Russian armed forces moved 375 train cars of military equipment from Kaliningrad to mainland Russia over Lithuanian soil. Over the first nine months of 2008. Six hundred and forty nine train cars carrying gas, diesel and crude oil, as well as 206 loaded with reactive fuel and 751 with coal were transported. Another 93 Kaliningrad-bound train cars carried maintenance supplies, with 30 filled with technical supplies, 30 with communication equipment and 18 radio navigation stations among other cargo. Lithuanian Defense Minister Juozas Olekas said the transit was authorized. "This corresponds to our aims of reducing the amount of military armament in the Kaliningrad enclave, and we therefore have issued a permit for this transportation under a bipartite Lithuania-Russia agreement on military transit," Olekas said.
The Irish government allocated 175,000 litas (50,000 euros) to the European Humanities University, re-established in Vilnius after being driven out of Minsk. The donation is to help establish a masters program in Business Administration at EHU, the Irish Embassy in Lithuania said. Ireland has allocated almost 1.5 million litas to EHU since 2005. EHU was established in 1992 in Belarus and operated as a private university, until its license was withdrawn in 2004 due to the authoritarian regime of Belarus President Alexander Lukashenko.
The Lithuanian Financial Crime Investigation Service (FCIS) detained international gang members suspected of laundering more than 36 million litas (10.43 million euros) in Latvia and Lithuania. Officers of the FCIS Siauliai county unit detained two residents of Radviliskis, a small town 200 kilometers north of Vilnius, outside a commercial bank. The suspects, aged 26 and 27, were apprehended in an investigation into fraud and laundering of illegal cash, said the service. The FCIS said the detained persons were citizens of Lithuania, adding that further investigation in co-operation with Latvian colleagues would lead to Latvian companies and citizens suspected of financial fraud. The suspects were detained as they were walking out of the bank after cashing out 53,000 Latvian lats (75,000 euros).

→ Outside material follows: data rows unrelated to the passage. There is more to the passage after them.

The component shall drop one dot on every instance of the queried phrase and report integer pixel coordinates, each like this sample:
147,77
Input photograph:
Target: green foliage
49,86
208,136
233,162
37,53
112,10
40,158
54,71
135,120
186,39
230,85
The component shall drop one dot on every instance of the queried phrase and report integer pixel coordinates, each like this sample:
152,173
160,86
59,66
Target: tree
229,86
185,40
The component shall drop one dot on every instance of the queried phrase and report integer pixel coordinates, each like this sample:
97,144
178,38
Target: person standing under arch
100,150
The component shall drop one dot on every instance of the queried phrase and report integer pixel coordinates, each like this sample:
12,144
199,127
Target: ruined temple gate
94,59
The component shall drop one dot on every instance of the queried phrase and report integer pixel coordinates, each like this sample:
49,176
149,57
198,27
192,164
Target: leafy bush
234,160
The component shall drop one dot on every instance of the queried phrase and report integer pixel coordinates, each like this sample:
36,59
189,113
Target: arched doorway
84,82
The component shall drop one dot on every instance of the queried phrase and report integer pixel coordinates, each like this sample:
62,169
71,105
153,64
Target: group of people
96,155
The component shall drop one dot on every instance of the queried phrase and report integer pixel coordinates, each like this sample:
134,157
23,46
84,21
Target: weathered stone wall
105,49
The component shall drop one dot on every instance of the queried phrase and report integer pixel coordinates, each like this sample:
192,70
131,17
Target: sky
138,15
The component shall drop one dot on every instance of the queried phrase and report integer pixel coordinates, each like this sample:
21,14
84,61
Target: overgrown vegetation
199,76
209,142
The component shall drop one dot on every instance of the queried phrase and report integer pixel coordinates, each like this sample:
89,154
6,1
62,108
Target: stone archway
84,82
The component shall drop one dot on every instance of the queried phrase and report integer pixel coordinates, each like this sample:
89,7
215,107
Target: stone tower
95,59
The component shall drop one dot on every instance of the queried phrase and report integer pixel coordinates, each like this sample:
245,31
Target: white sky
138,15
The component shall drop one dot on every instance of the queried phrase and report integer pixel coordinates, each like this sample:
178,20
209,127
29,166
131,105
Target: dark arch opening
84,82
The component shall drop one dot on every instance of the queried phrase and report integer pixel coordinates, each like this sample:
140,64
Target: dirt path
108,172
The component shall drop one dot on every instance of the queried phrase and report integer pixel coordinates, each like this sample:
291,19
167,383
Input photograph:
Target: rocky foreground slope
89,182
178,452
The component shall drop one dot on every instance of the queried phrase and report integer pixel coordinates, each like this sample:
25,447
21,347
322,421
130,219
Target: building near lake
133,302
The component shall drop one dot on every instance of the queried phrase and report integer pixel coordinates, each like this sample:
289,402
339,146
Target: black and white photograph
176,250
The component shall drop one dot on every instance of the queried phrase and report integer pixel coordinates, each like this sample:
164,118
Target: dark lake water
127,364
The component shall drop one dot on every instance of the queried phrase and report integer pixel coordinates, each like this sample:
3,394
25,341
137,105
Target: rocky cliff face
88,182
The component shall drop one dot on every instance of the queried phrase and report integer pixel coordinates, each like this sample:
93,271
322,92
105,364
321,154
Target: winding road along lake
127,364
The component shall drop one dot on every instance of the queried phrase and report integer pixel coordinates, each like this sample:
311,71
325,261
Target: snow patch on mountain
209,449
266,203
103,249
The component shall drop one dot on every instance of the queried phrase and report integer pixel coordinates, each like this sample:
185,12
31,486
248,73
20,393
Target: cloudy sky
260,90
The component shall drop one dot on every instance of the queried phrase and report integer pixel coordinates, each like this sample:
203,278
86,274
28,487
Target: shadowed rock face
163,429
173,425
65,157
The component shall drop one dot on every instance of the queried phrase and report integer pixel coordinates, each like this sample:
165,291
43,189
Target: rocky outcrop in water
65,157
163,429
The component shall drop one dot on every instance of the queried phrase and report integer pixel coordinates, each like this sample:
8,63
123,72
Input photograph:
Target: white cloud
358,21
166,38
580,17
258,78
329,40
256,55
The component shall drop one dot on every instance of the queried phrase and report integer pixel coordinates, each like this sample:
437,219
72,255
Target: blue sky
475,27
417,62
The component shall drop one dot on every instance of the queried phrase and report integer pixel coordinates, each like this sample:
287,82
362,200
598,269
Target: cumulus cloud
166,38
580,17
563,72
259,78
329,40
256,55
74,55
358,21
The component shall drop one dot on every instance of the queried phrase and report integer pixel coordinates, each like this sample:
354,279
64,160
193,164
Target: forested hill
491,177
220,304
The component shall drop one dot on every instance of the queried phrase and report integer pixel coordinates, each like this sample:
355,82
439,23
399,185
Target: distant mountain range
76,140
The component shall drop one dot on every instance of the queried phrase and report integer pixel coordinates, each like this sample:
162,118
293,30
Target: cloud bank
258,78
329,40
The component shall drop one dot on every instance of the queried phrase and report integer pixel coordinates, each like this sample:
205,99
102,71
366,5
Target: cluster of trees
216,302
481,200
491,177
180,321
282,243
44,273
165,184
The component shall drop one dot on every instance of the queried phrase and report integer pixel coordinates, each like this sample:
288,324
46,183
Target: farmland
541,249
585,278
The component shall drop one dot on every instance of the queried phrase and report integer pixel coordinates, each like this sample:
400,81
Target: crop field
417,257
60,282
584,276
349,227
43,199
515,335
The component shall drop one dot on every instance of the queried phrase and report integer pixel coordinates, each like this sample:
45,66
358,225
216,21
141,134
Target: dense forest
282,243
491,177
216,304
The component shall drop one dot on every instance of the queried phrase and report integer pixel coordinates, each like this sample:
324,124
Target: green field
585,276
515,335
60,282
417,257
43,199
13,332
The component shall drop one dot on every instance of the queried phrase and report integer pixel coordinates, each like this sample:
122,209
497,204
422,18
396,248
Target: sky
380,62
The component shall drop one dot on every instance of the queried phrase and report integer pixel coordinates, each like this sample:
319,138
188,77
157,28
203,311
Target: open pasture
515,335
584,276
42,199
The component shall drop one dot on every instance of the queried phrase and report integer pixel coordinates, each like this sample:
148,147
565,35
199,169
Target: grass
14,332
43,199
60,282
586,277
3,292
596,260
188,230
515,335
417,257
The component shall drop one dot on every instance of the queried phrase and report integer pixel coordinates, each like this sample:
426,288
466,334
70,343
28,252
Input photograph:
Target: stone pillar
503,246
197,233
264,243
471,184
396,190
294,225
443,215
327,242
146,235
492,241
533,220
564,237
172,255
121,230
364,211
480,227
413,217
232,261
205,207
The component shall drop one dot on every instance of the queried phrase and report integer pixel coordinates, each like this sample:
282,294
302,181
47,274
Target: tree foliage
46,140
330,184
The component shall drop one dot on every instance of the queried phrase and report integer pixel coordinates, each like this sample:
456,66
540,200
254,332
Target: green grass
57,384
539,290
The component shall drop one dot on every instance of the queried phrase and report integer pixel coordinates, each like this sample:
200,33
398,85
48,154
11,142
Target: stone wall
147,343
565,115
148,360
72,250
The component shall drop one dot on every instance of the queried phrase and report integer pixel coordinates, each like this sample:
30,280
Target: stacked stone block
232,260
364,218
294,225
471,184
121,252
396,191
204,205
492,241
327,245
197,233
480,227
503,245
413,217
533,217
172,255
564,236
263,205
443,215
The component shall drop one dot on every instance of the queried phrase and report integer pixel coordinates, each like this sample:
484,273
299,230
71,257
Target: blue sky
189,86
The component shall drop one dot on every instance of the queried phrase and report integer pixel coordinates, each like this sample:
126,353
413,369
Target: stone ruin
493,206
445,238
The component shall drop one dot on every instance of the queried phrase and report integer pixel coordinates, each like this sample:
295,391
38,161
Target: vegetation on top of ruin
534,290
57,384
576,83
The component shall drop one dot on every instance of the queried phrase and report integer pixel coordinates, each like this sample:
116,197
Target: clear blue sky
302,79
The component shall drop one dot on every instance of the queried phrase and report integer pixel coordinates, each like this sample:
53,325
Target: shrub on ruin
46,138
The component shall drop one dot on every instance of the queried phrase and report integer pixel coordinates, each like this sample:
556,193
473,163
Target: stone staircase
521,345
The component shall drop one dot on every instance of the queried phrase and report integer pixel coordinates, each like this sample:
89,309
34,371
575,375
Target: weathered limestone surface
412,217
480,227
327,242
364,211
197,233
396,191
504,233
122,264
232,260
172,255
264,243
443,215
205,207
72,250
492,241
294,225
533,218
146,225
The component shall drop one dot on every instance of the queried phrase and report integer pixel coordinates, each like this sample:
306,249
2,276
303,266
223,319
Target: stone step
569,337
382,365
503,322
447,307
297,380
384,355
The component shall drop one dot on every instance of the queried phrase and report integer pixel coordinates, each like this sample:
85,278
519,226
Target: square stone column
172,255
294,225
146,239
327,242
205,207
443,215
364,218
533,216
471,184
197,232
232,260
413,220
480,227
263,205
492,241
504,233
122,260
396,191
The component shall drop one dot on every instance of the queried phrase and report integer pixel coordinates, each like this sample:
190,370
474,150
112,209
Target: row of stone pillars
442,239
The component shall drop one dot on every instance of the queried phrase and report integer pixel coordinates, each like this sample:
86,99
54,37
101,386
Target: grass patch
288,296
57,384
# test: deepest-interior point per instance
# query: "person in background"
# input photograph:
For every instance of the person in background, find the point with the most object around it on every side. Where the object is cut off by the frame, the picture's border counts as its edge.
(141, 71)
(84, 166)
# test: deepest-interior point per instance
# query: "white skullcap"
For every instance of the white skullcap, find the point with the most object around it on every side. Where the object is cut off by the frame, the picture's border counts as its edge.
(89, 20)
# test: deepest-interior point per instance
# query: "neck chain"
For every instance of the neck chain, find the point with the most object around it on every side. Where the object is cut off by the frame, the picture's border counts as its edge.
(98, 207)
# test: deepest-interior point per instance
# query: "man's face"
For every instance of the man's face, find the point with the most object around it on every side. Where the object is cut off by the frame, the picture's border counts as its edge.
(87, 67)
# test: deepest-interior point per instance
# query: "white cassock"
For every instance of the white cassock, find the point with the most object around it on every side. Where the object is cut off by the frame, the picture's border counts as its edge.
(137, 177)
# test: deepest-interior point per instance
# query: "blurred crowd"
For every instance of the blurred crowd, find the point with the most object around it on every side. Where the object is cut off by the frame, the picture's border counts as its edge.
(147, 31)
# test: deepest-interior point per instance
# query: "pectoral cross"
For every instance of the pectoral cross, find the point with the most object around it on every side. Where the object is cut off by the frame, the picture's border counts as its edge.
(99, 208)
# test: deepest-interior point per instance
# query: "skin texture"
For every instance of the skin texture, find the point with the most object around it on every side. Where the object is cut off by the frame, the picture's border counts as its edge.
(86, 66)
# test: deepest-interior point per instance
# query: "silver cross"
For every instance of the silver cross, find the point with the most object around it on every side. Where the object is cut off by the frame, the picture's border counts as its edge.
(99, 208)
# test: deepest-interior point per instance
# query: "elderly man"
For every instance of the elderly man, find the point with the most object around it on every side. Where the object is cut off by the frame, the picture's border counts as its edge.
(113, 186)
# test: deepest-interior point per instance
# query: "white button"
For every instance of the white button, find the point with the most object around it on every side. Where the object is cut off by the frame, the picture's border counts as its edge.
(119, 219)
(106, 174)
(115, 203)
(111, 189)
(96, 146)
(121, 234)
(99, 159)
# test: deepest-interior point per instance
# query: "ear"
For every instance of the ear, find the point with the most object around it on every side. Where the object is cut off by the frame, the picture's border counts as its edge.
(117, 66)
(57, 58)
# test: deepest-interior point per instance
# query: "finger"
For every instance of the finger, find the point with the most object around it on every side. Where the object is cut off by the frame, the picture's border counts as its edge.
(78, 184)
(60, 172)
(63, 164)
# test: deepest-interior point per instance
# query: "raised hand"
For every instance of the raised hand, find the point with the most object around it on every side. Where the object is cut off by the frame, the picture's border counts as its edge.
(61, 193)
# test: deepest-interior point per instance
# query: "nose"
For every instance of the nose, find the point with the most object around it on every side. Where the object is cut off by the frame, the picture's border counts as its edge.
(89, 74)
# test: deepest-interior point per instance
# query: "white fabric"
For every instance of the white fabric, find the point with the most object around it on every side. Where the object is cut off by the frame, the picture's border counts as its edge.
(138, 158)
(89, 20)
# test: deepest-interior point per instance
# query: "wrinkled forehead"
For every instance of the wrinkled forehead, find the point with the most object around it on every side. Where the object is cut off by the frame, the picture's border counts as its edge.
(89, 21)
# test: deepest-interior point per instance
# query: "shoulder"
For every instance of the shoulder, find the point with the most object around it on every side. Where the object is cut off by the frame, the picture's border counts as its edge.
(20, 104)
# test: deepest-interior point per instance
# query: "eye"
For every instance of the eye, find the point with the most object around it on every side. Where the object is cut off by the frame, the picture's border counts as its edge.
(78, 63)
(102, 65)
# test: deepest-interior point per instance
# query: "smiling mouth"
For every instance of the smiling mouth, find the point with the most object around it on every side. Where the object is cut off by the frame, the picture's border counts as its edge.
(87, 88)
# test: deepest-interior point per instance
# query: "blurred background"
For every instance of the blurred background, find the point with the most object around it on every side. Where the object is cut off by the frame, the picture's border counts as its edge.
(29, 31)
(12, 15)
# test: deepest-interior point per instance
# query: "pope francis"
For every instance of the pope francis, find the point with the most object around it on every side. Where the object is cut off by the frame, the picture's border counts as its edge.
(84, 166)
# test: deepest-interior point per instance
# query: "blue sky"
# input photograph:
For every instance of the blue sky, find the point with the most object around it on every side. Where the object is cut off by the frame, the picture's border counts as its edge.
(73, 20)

The Order and Justice Party postponed the parliamentary vote on the amendments of the Law on President, which sets out that persons removed from the helm of the state in impeachment should no longer carry the name of president. The party's proposal to exclude the bill from the agenda was supported by 58 lawmakers, 10 were against and 23 abstained. Among supporters of the bid were members of virtually all parliamentary groups: the Order and Justice Party, part of the Labor Party, as well as members of the Liberal Movement, the Liberal and Center Union, the Homeland Union-Lithuanian Christian Democrats, the New Union (Social Liberals), the Social Democrats and the Farmers' National Union. "The law is clearly made for one person - Rolandas Paksas. We should refrain from such pre-election shows," one MP said. Rolandas Paksas who currently heads the party Order and Justice is the only president who has been ousted from the leading state position in Europe by impeachment. Should parliament approve the changes to the law, he would no longer hold the name of president.